Monday, June 28, 2010

(Mary) thoughts

Yesterday I decided what I want to do with my life. I'm ready to pack up and get started. Problem is you can't really jump into middle age.

Betsy says she's not a pop culture junkie, but she feels like one around me. Understandable. We got the first season of 30ROCK at the library and I'm actually enjoying the show. The Ru..Ju..?

I found Hamlet at a garage sale for 50c and also bought his complete works for $1. I had to stop reading Lord of the Rings because [spoiler] and that hasn't really sunk in yet. I started reading Hamlet and some Flannery O'Conner short stories.

My poor basil plant might make it. We've only got a north window so none of our plants are getting much sunlight, and the basil plant has been losing leaves like a maple tree in late October, except it's a basil plant in late June. But it's got some new leaves at the top, which is a hopeful sign.

Cinnamon and nutmeg make vanilla ice cream a lot better.

Surprisingly, I haven't had any major existential crises yet this summer. I think it's in part because I always have people I need to respond to and I'm never really by myself, and in part because I just ignore the questions when they come up. I usually clear my head by writing, and most days I just can't handle using words anymore -- words is all I've been doing all day -- so I just forget the crisis and draw or something.

I want to paint.

I've been trying to figure out what to do with panhandlers and people who ask for money. It's absolutely wrong to brush by and ignore them (cf. Mt. 25:31 ff), but handing over $5 probably means enabling an addiction or bad habit, and that's also wrong. Some people say "take them out to lunch" but most times I honestly don't have time for that. (Plus it can't really help that much.) Some people tell me "you're in college and you don't really have extra money" but cf. Mark 12:41 ff.

Here's the thing, though. My time isn't really "my" time -- I've already pledged it to my employer. Maybe feeding the hungry is objectively more important than the particular task I've been assigned, but I owe to my employer that I obey him and that I give him the time I promised to give him. If he sends me on an assignment, I have to do that assignment (unless it's specifically immoral). So no, I really, actually don't have time to take someone out to lunch because the time isn't mine anymore.

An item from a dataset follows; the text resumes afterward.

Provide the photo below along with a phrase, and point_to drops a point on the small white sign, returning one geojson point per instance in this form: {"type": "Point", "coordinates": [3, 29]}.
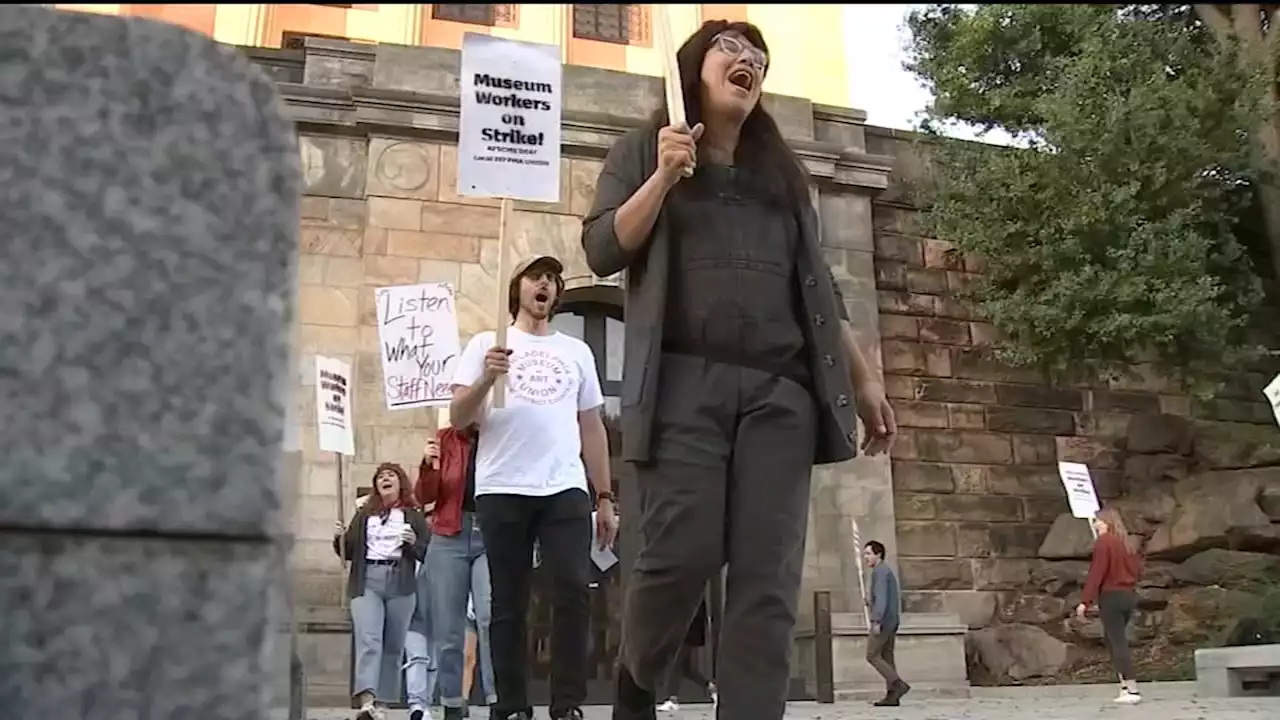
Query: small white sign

Same with money. I owe it to my parents to finish college, and I actually do need to buy my textbooks. Maybe feeding the hungry is more important than memorizing declension patterns, but that isn't my decision to make. It isn't "my" time that I spend studying, and it isn't "my" money I'm spending on books. I owe it to my parents to buy my books, and therefore the money isn't mine to give away.

I think the best thing to do is to know where these people can get help, and smile and point it out to them. "Sorry, ma'am, I can't actually give you any money, but if you go to [street] and [street], the people there can help you" or "Sir, I can't give you any money, but here's the phone number of [whatever mission]. Give them a call; they should be able to help you."

A man holding his hat out is still a man and we ought to treat him as such. But we should also recognize (with humility) that we are human and limited in what we can do. I can't solve all the world's problems; I can't solve all this man's problems. But I can point him to people who can help.